Figure 7. RT-PCR detection of EGFP pre-mRNA.

A) (Upper panel) Lanes 2 and 4 illustrate detection of EGFP mRNA (upper band) and pre-mRNA (lower band) in RNA samples isolated from anti-U5-200kD shRNA and irrelevant shRNA treated cells, respectively. Lanes 1 and 3 are minus RT controls. (Middle panel) RT-PCR analysis of EGFP mRNA expression.
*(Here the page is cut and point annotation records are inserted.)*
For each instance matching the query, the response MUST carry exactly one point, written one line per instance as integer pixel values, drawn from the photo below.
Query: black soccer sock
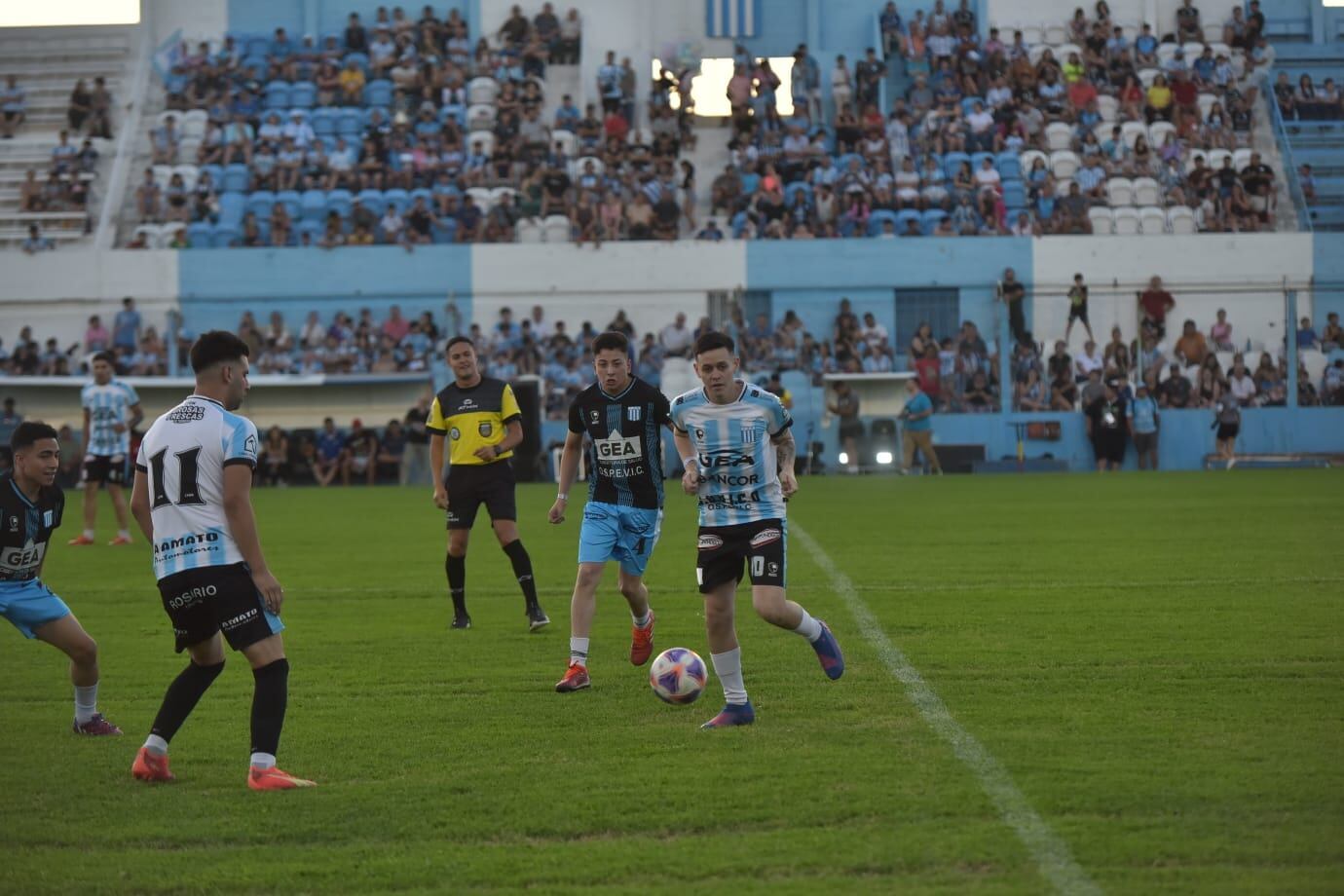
(523, 570)
(183, 694)
(456, 569)
(269, 700)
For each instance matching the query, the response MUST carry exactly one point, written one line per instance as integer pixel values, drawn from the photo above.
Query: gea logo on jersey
(24, 558)
(615, 448)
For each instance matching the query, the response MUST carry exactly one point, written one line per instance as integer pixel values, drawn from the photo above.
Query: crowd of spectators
(915, 169)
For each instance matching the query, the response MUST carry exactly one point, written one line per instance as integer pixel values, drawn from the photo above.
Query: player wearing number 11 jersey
(193, 500)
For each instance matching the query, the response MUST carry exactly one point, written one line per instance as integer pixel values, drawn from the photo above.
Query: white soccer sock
(728, 668)
(809, 627)
(579, 651)
(87, 701)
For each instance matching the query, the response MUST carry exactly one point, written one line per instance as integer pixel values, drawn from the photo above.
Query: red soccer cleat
(576, 679)
(275, 779)
(95, 727)
(641, 641)
(151, 767)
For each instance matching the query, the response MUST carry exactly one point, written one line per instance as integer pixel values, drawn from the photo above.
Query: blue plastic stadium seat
(952, 163)
(1008, 166)
(378, 93)
(314, 205)
(201, 236)
(237, 176)
(292, 202)
(232, 205)
(225, 237)
(303, 94)
(930, 219)
(277, 94)
(339, 202)
(260, 203)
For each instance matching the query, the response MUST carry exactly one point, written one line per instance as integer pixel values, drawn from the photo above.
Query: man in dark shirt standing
(1156, 303)
(624, 418)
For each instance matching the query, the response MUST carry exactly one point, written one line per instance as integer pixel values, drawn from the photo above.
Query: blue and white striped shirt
(108, 406)
(738, 464)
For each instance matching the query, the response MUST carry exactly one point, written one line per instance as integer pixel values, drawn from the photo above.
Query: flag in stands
(731, 18)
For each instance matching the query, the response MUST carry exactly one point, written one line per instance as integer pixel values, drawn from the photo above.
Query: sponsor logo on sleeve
(765, 537)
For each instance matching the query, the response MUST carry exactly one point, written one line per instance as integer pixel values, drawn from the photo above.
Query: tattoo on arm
(785, 450)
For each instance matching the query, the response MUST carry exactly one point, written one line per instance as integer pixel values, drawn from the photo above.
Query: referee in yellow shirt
(481, 421)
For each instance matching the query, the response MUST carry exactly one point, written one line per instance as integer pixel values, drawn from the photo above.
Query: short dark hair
(613, 342)
(713, 340)
(30, 431)
(216, 347)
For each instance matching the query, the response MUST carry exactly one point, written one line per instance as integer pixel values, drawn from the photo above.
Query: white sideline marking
(1051, 853)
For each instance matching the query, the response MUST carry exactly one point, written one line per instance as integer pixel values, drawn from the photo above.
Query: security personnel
(481, 420)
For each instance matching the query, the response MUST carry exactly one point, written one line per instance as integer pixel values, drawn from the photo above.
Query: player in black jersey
(31, 506)
(622, 418)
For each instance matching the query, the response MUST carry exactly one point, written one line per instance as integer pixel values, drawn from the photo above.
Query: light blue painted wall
(218, 286)
(1328, 270)
(325, 17)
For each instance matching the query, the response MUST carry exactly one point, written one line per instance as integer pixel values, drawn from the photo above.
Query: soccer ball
(678, 676)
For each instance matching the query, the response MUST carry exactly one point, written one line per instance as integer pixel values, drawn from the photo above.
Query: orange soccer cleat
(275, 779)
(641, 643)
(151, 765)
(576, 679)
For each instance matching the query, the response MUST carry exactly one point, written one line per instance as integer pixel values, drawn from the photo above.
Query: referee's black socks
(522, 570)
(456, 569)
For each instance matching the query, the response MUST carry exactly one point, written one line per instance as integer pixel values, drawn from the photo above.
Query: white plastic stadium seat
(1060, 136)
(1132, 131)
(1127, 222)
(1064, 163)
(1146, 191)
(1180, 219)
(481, 91)
(1120, 191)
(1102, 220)
(1152, 219)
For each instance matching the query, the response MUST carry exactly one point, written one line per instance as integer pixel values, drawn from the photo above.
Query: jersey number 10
(187, 489)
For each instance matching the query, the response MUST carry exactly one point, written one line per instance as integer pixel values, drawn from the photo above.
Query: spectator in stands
(13, 106)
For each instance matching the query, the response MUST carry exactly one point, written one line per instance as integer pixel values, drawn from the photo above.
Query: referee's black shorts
(472, 485)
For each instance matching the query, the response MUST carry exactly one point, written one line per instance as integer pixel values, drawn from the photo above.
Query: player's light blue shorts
(30, 605)
(613, 532)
Lanes two and four demonstrate expression of the histone (top band) and spliced EGFP mRNAs in anti-U5-200kD shRNA and irrelevant anti-EGFP rev shRNA treated 293/EcR cells. Lanes 1 and 3 are minus RT reactions. (Lower panel) Semi-quantitative RT-PCR analysis of the EGFP mRNA expression. B) RT-PCR detection of alpha-tubulin pre-mRNA and histone mRNA. (Upper panel) The lower band in Lane 2 is the alpha-tubulin pre-mRNA product from samples treated with U5-200kD specific shRNA and the irrelevant anti-Rev shRNA, respectively. The upper bands are the histone products used for normalization. Lanes 1 and 3 are minus RT controls. The 100bp size marker was used for product size verification. (Middle panel) RT-PCR detection of the alpha-tubulin and histone mRNAs. The lower bands in Lanes 2 and 4 are alpha-tubulin products from samples treated with the U5-200kD specific hairpin and the irrelevant anti-Rev shRNAs, respectively. The upper bands are the histone products used for normalization. Lanes 1 and 3 are minus RT controls. The 100bp size marker was used for product size verification. (Lower panel) Semi-quantitative analysis of alpha-tubulin mRNA expression. Semi-quantitative analysis of alpha-tubulin mRNA expression normalized against histone mRNA expression revealed only a 16% reduction in the expression of the alpha-tubulin mRNA in the splicing defect background.